Recently I read an intriguing research. It’s about the fact that if we always trust a classifier? I’m going to explain it, but first I need to explain a bit about how a classifier works.

How a Classifier Works?

Simply stating, a classifier is something that classifies. It can be a neural network classifier or a logistic regression classifier.

Now, let’s take the example of a dog vs. wolf classifier. You give your classifier a picture of a dog, it tells you that it’s a dog. You give it a picture of a wolf, it tells you that it’s a wolf. The classifier has to be trained with a lot of pictures of dog and wolf before it learns to classify. If it can classify at a good accuracy, we say that our model is great.


The Experiment

In order to evaluate the impact of data used to train a classifier, a group of scientists from The University of Washington performed an experiment. They trained a classifier (logistic regression) in order to distinguish between wolves and dogs. However, during training, they did something really interesting.

All the pictures of wolf they used to train the model had snow on the background, but the pictures of dog did not have any snow.

Training is done. Now, comes testing.

What will happen if we give the classifier a picture of a dog on snow? What will be its prediction?

Its prediction is — it’s a wolf!

Well, maybe, it was just a bad call. So, Give the network another picture of a dog with snow on the background.

Again, its prediction is — it’s a wolf!

What Just Happened?

The problem is, even though we knew that we are trying to create a classifier that can distinguish between dogs and wolves, the network doesn’t. During training, it learns that all the images of wolf have snow but the images of dogs don’t. Hence it picks snow as a feature of the wolf, regardless of animal color, position, pose, etc.

That means, it is differentiating between wolves and dogs based on the presence or absence of snow.

Ultimately, what happened is, even though we wanted to build a dog vs. wolf classifier, ended building a snow vs. no snow classifier.

This raises a potential question of — Why should I trust you? Why should you even trust a model which doesn’t even know which features to pick?
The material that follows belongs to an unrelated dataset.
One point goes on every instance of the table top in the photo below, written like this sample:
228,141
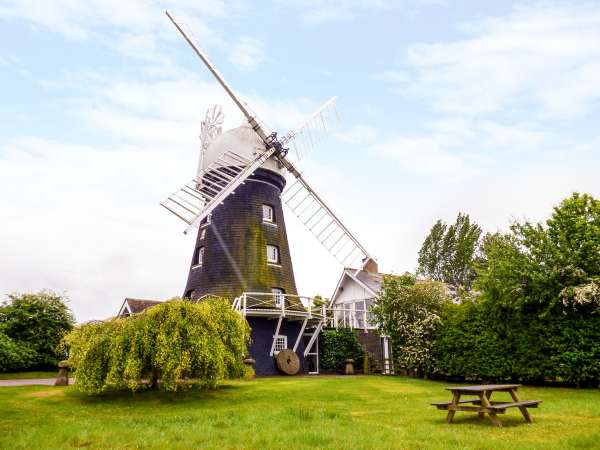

How to Avoid Such Situations?

At the beginning it was almost impossible to tell exactly for which particular features we are classifying a dog as a dog or a cat as a cat. That means, the classifier which is classifying a dog as a dog or a cat as a cat acts as some sort of a black box.

In 2018, a group of scientists from MIT invented something called Class activation map or CAM in short. What it does is, it indicates the region which the classifier is using to predict something using a heatmap.

For example, in the image below, a classifier is given an image of an X-ray in order to detect if the X-ray sample contains pneumonia or not. The network classifies the sample as Pneumonia positive and indicates the region for which it’s classifying it as such.

Have a nice day. :)